Fifteen of the Aβ-positive subjects had [11C]AZD2184 binding above the threshold in striatum, 14 in thalamus, 9 in entorhinal cortex, 6 in amygdala, and 5 in hippocampus (Fig. 2). A majority of Aβ-positive subjects thus displayed [11C]AZD2184 binding above threshold in striatum, thalamus, and entorhinal cortex.
A hierarchical sequence of apparently earlier Aβ appearance in isocortex (Aβ-positive in all cases by definition) could be described for the pairwise comparisons between isocortex and all other regions, however the differences in the numbers of observations were small, especially for striatum and thalamus.
Pairwise comparison of striatum and thalamus further showed that, although there were more cases with Aβ in striatum than cases with Aβ in thalamus, there was no consistent hierarchical sequence in Aβ appearance between the two regions (1 case displayed Aβ in thalamus but not in striatum). Aβ could thus be displayed in striatum or thalamus in all 16 Aβ-positive subjects.

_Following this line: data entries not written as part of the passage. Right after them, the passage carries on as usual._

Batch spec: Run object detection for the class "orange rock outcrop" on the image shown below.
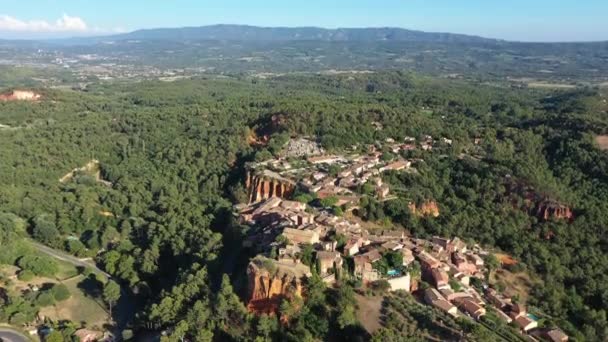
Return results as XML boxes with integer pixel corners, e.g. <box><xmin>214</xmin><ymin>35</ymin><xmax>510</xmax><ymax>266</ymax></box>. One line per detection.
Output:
<box><xmin>535</xmin><ymin>201</ymin><xmax>574</xmax><ymax>221</ymax></box>
<box><xmin>247</xmin><ymin>257</ymin><xmax>310</xmax><ymax>314</ymax></box>
<box><xmin>0</xmin><ymin>90</ymin><xmax>41</xmax><ymax>101</ymax></box>
<box><xmin>245</xmin><ymin>170</ymin><xmax>296</xmax><ymax>203</ymax></box>
<box><xmin>408</xmin><ymin>201</ymin><xmax>440</xmax><ymax>217</ymax></box>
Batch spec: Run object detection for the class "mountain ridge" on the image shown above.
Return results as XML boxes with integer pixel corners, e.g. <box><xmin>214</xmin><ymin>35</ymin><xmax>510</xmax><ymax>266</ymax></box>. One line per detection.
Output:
<box><xmin>102</xmin><ymin>24</ymin><xmax>502</xmax><ymax>43</ymax></box>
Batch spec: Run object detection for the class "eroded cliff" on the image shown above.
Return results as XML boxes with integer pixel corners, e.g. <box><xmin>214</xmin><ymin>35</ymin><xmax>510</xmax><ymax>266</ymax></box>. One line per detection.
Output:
<box><xmin>408</xmin><ymin>201</ymin><xmax>440</xmax><ymax>217</ymax></box>
<box><xmin>245</xmin><ymin>170</ymin><xmax>296</xmax><ymax>203</ymax></box>
<box><xmin>247</xmin><ymin>256</ymin><xmax>311</xmax><ymax>314</ymax></box>
<box><xmin>0</xmin><ymin>90</ymin><xmax>41</xmax><ymax>101</ymax></box>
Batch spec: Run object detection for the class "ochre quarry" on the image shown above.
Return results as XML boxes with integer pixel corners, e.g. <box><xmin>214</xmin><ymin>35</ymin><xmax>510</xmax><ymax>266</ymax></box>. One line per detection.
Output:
<box><xmin>408</xmin><ymin>201</ymin><xmax>440</xmax><ymax>217</ymax></box>
<box><xmin>0</xmin><ymin>90</ymin><xmax>41</xmax><ymax>101</ymax></box>
<box><xmin>245</xmin><ymin>170</ymin><xmax>296</xmax><ymax>203</ymax></box>
<box><xmin>247</xmin><ymin>256</ymin><xmax>311</xmax><ymax>314</ymax></box>
<box><xmin>535</xmin><ymin>201</ymin><xmax>574</xmax><ymax>221</ymax></box>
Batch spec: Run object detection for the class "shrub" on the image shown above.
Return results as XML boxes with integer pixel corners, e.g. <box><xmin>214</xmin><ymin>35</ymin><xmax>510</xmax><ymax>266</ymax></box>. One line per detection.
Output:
<box><xmin>51</xmin><ymin>284</ymin><xmax>71</xmax><ymax>302</ymax></box>
<box><xmin>17</xmin><ymin>270</ymin><xmax>35</xmax><ymax>281</ymax></box>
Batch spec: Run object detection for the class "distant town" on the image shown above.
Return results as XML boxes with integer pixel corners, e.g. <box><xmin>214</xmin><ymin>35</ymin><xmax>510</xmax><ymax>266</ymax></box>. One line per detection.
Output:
<box><xmin>235</xmin><ymin>135</ymin><xmax>568</xmax><ymax>341</ymax></box>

In addition, although there were more cases with Aβ in entorhinal cortex than in hippocampus, no consistent hierarchy in Aβ appearance could be discerned between these two regions either (1 case displayed Aβ in hippocampus but not in entorhinal cortex). Aβ could thus be displayed in allocortical regions (entorhinal cortex or hippocampus) in 10 of the Aβ-positive subjects.
Mean white matter [11C]AZD2184 binding was slightly higher in Aβ-positive subjects compared to the total sample (Table 2), and 60% higher (mean BPND = 0.24) than in Aβ-negative subjects (mean BPND = 0.15). The difference between Aβ-positive and Aβ-negative subjects was, however, statistically non-significant (p = 0.21).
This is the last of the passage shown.